What are the types of voices that I can implement?
a) Recorded: In the original version of Voice, a human voice recorded by an announcer can be used, being a more expensive and less scalable option, since the content is customized and must be updated by the same announcer to maintain the same voice at the same time. add new knowledge in the bot.
In this case, the use of SSML (Speech Synthesis Markup Language) must be admitted.
Soon the SSML alternative will be included in Voice 2.0, to enable the functionality of recorded voices.
b) Dynamics: It is a voice generated by a voice synthesizer (using Google voice, Amazon, or Microsoft).
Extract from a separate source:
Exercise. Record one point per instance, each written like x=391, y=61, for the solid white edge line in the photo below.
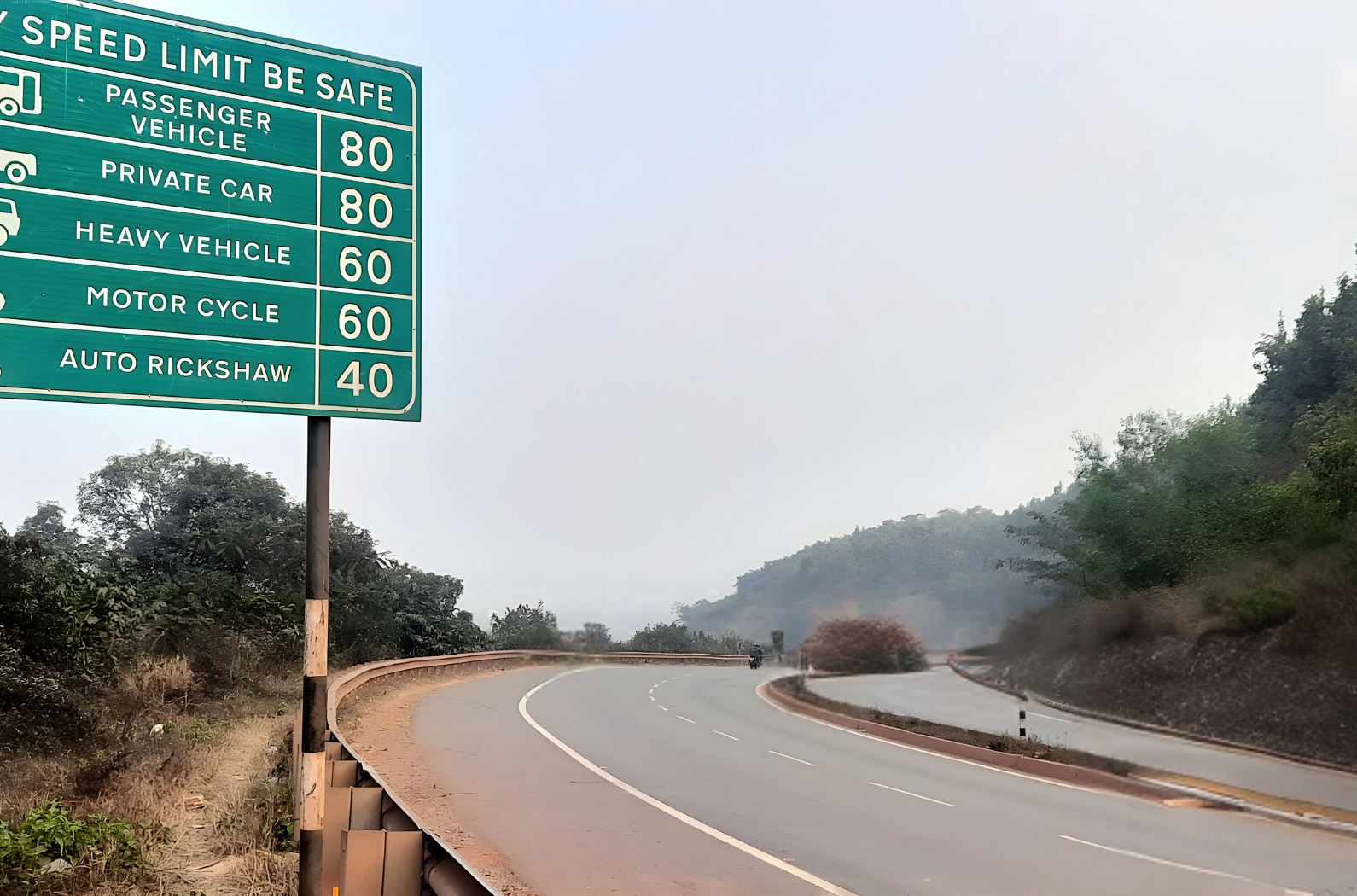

It is the alternative in Voice by default, being a simple and scalable option since it allows you to easily update the content.
Within the dynamic voices, there are neural voices that are implemented in version 2.0 of the Voice solution.
Neural voices make it possible to offer a much clearer interaction experience, with higher audio quality and a natural sound, thanks to the use of multiple Deep Neural Networks, or DNNs, for its acronym in English. They are trained based on how people express themselves orally and generate audio based on pitch prediction, prosody, spectral structure, and the sound wave of speech.
In this option, you can choose a voice among different available voicebanks. At Aivo, we work with Amazon Polly, IBM Watson, Google WaveNet, and Microsoft Azure.